All training sessions recorded.
Imagine a world where your every move is filmed and sent to the authorities for inspection, your temperature is checked every day, you require ID to be allowed access to your workplace and you can’t talk to fellow employees in groups.
This is lockdown life at Premier League training grounds in 2020… and it involves more hand sanitiser gel than you ever thought imaginable.
Each club must adhere to strict rules and regulations to give themselves every possible chance of keeping their training grounds coronavirus-free. With players and staff all undergoing regular tests and items like footballs, goalposts and cones disinfected after every session in a military-style operation, training grounds are arguably some of the safest places in the country. Personal hygiene needs to be meticulous and work surfaces must be pristine.
The Athletic has seen a 40-page policy document which lists in detail what clubs can and can’t do. Rules range from the closure of changing rooms and showers to the prohibition of spitting (a few footballers might struggle with that one).
One of the most important aspects is coronavirus testing, which takes place twice a week. The process takes around five minutes — players and staff drive into a pop-up testing station, have their ID checked and then have a swab inserted, first towards the back of the mouth and then in the lower nasal passage. This is said to be the least invasive of the COVID-19 swab tests and does not compare to the uncomfortable deep nasal swabs that some may have seen in videos.
At Wolverhampton Wanderers, each player also fills in a brief questionnaire on an app before they arrive at the training ground. The questions are basic (i.e. “Have you or anyone in your family developed symptoms?”) and, once they have been completed, every player has his temperature checked by a security guard.
At all clubs, players must drive to their designated car parking spot, with spaces kept far apart. They must arrive in their training kit with their own football and towel.
Indoor areas are allowed to be open but just for basic requirements like going to the toilet. As well as the showers and changing rooms being closed, clubs can’t use ice baths, cryotherapy chambers or the canteen.
They are encouraged to implement one-way systems, the kind seen in many supermarkets, to navigate through buildings. At Wolves, for example, players walk into the academy building where, on the indoor pitch, each player has an individual station complete with a crate of drinks and hand sanitiser. They then walk in single file, via the one-way system, out towards the training pitch, via a medical desk where they check in and report any issues, or highlight any strappings they have which may need changing.
The Premier League has stipulated that all training sessions be filmed and sent to them upon request, as well as GPS data and performance data.
For the past week, training has been conducted in small groups of no more than five and is overseen by three staff members apiece. One Premier League club’s groups have been spread out over two pitches, including one goalkeeper-only group. Drills have included…
- Passing in small circles, with one player in the middle taking the ball, spinning and passing back to a team-mate
- Shooting practice, dribbling the ball from the halfway line, past a couple of mannequins and into a small goal
- Running or sprinting while holding a medicine ball above their head, or heading and jumping while wearing restrictive bands around their legs
- Reaction drills, with a coach shouting “jump” and the player instead having to sprint, or the coach shouting “left” and the player having to dart to the right
Gloves and masks can be worn but are optional, not mandatory.
From tomorrow, training can progress to full group sessions — when players will be able to “engage in tackling while minimising any unnecessary close contact” — after a unanimous vote was passed by Premier League clubs.
At the end of the session, players must head straight to their cars where, as one Premier League staff member put it, the scene resembles a car park next to a Sunday league pitch, with players sat with the door open swapping their boots for trainers and throwing all their gear into their car boots.
Food and drink can be picked up from a designated area.

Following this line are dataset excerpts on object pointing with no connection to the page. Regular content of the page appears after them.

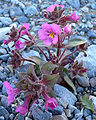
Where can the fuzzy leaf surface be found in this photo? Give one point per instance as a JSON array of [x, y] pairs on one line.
[[48, 67]]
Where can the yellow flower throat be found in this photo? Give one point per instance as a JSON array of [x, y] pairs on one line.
[[51, 35]]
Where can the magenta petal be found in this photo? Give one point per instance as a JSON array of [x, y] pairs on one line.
[[46, 106], [55, 39], [12, 93], [47, 42], [19, 45], [24, 32], [42, 34], [23, 109], [26, 25], [46, 27], [8, 87], [50, 8], [56, 28], [6, 41]]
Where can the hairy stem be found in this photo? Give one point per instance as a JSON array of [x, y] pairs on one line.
[[71, 53], [62, 55]]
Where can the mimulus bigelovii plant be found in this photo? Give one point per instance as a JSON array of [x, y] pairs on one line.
[[52, 35]]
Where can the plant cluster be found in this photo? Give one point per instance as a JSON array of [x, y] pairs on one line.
[[59, 66]]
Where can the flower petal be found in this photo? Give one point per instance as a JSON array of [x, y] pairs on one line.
[[46, 27], [22, 109], [55, 39], [26, 26], [56, 28], [50, 8], [42, 34], [47, 42]]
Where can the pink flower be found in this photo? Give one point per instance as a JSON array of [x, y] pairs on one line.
[[25, 31], [12, 93], [6, 41], [74, 17], [50, 102], [22, 109], [67, 28], [19, 45], [52, 7], [48, 33]]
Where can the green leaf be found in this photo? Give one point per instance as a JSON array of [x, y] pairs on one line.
[[50, 80], [75, 42], [36, 60], [87, 102], [69, 82], [48, 67]]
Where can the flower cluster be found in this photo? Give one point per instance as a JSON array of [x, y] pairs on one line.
[[42, 75]]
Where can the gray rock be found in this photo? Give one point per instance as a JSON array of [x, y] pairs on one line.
[[4, 112], [2, 51], [30, 11], [57, 111], [89, 62], [93, 81], [86, 112], [74, 3], [4, 57], [83, 81], [91, 34], [89, 118], [15, 11], [38, 114], [6, 21], [22, 19], [65, 94], [4, 101]]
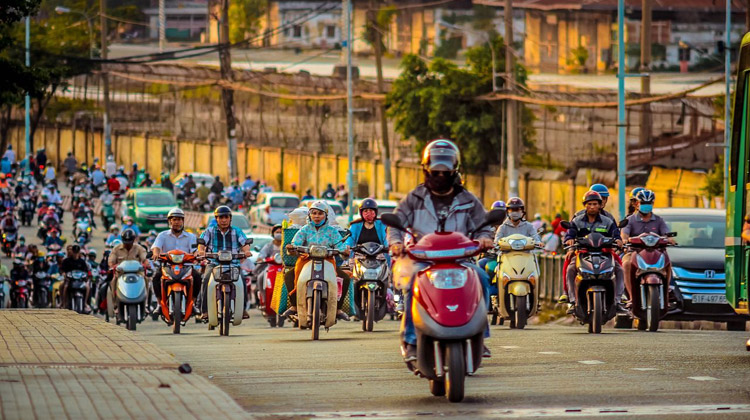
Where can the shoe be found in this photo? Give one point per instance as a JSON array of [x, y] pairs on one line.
[[486, 352], [410, 353]]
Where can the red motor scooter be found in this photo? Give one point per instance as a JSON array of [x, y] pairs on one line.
[[448, 307], [264, 284], [647, 279]]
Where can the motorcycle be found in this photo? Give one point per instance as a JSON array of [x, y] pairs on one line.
[[595, 281], [517, 272], [449, 341], [647, 279], [77, 289], [370, 277], [131, 293], [176, 288], [225, 305], [265, 281]]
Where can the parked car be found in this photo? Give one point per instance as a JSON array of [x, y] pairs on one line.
[[271, 208], [149, 207], [698, 267]]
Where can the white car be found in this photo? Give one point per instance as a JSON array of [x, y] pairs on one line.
[[271, 208]]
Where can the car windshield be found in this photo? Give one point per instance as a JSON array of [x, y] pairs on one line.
[[285, 202], [155, 200], [697, 231]]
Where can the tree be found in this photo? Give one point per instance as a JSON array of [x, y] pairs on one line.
[[439, 100]]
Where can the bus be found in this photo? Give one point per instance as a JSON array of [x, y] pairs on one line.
[[738, 194]]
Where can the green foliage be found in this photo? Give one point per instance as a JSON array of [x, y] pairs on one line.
[[714, 186], [439, 100], [244, 18]]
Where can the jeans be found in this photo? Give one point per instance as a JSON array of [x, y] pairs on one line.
[[409, 333]]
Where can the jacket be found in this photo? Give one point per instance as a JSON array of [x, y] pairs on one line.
[[417, 212]]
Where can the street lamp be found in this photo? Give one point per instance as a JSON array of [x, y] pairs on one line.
[[62, 10]]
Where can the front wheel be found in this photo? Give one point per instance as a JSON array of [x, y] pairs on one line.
[[455, 374], [177, 312], [654, 310]]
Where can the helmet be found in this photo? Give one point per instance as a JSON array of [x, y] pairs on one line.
[[368, 203], [441, 155], [223, 211], [176, 212], [592, 196], [128, 236], [645, 196], [635, 191], [515, 203]]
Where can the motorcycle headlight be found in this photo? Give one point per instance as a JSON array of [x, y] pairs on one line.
[[448, 279]]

Wolves have been leaving individualised food packages by each player’s car, such as the usual post-session essentials like protein bars.
Meanwhile, equipment and GPS units are left in allocated areas. Everything must be disinfected by staff, including corner flags, goalposts, cones, gloves and boots.
Simple things like laundry or any disposable waste must all be carefully managed. One club asks players to put their dirty laundry from the previous day’s session into a big pile on arrival. They then pick up their next day’s kit on the way out. Another club asks that tissues are placed in a plastic bag. When that bag is full, it must be placed inside a second bin bag and tied… and then
that bag needs to be left in a secure place and marked for storage until 72 hours have passed.
Players at all clubs have been sent guidelines and advice on how to adhere to the rules. To simplify matters, Wolves produced a three-minute video, sent to each player on WhatsApp, which takes a journey from the entrance to the training ground, following where exactly they are allowed to go and what they have to do each day. Everyone at the club has also been sent an aerial map showing where they can and can’t go. Only people who have been tested are allowed in certain areas while the non-tested staff (such as media personnel and photographers) have red hatched-off no-go areas.
On top of all that, clubs have basic hygiene regulations, including the 20-second hand-washing rule, sneezing/coughing into their sleeve and avoiding touching their face.
And to check everyone is abiding by the rules, the Premier League has started sending staff to inspect training grounds and observe sessions.